Our news editors obtained a quote from the research from Mount Sinai Hospital, "We hypothesized that delivery of oncogenes into mouse skeletal muscle using a retroviral (RCAS-TVA) system would result in sarcomagenesis. We also sought to determine if the cell type transformed (mesenchymal progenitors vs. terminally differentiated tissues) would influence sarcoma biology. Cells transduced with RCAS vectors directing the expression of oncoproteins KrasG12D, c-Myc and/or Igf2 were injected into the hindlimbs of mice that expressed the retroviral TVA receptor in neural/mesenchymal progenitors, skeletal/cardiac muscle or ubiquitously (N-tva, AKE and BKE strains respectively). Disrupting the G1 checkpoint CDKN2 (p16/p19-/-) resulted in sarcoma in 30% of p16/p19-/-xN-tva mice with a median latency of 23 weeks (range 8-40 weeks). A similar incidence occurred in p16/p19-/-xBKE mice (32%), however, a shorter median latency (10.4 weeks) was observed. p16/p19-/-xAKE mice also developed sarcomas (24% incidence; median 9 weeks) yet 31% of mice also developed lung sarcomas. Gene-anchored PCR demonstrated retroviral DNA integration in 86% of N-tva, 93% of BKE and 88% of AKE tumors. KrasG12D was the most frequent oncogene isolated. Oncogene delivery by the RCAS-TVA system can generate sarcomas in mice with a defective cell cycle checkpoint. Sarcoma biology differed between the different RCAS models we created, likely due to the cell population being transformed."

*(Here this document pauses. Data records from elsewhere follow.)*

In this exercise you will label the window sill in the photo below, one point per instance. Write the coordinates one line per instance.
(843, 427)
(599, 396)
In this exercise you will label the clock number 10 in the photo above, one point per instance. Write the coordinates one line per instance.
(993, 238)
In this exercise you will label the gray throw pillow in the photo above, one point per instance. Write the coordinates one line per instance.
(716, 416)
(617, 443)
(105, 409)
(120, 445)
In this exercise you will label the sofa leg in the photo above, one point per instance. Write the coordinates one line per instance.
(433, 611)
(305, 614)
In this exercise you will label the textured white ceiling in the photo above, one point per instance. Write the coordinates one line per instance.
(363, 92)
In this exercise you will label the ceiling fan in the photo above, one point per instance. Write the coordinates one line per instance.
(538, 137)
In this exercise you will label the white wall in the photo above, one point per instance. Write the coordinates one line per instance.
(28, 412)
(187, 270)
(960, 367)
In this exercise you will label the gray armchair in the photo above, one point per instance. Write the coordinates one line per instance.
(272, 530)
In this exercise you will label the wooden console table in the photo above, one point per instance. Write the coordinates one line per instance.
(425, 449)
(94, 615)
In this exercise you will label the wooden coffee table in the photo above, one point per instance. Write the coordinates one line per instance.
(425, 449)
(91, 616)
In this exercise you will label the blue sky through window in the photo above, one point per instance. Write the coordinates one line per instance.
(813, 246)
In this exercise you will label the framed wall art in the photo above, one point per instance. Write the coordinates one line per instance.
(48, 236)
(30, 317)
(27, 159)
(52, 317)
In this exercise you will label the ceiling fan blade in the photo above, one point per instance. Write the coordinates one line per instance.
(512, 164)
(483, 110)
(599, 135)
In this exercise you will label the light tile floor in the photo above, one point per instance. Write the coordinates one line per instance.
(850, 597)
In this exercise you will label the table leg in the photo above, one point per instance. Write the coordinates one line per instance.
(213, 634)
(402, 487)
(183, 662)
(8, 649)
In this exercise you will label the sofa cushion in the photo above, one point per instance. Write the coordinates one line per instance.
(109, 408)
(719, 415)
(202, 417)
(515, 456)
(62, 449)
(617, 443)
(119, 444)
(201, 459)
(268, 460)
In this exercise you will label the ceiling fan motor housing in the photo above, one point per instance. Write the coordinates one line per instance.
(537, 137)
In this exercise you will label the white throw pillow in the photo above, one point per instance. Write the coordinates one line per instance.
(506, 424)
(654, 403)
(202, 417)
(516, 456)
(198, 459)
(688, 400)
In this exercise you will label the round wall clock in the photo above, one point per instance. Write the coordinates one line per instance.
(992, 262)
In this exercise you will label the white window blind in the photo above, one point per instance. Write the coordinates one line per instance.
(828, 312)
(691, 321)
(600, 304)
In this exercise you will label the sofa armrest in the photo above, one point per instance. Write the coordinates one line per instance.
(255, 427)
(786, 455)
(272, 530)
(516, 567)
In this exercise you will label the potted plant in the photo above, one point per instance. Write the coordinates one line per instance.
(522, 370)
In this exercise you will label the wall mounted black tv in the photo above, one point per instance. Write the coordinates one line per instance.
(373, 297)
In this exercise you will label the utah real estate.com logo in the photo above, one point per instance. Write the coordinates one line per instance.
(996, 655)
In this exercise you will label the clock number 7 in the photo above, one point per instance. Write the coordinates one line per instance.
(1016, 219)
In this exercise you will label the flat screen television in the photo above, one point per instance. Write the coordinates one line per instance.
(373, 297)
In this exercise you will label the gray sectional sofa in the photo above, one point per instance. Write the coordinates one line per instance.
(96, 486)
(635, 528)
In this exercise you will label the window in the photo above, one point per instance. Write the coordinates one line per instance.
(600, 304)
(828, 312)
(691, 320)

According to the news editors, the research concluded: "This genetically flexible system will be a valuable tool for sarcoma research."
For more information on this research see: Development of genetically flexible mouse models of sarcoma using RCAS-TVA mediated gene delivery. Plos One, 2014;9(4):e94817. (Public Library of Science - www.plos.org; Plos One - www.plosone.org)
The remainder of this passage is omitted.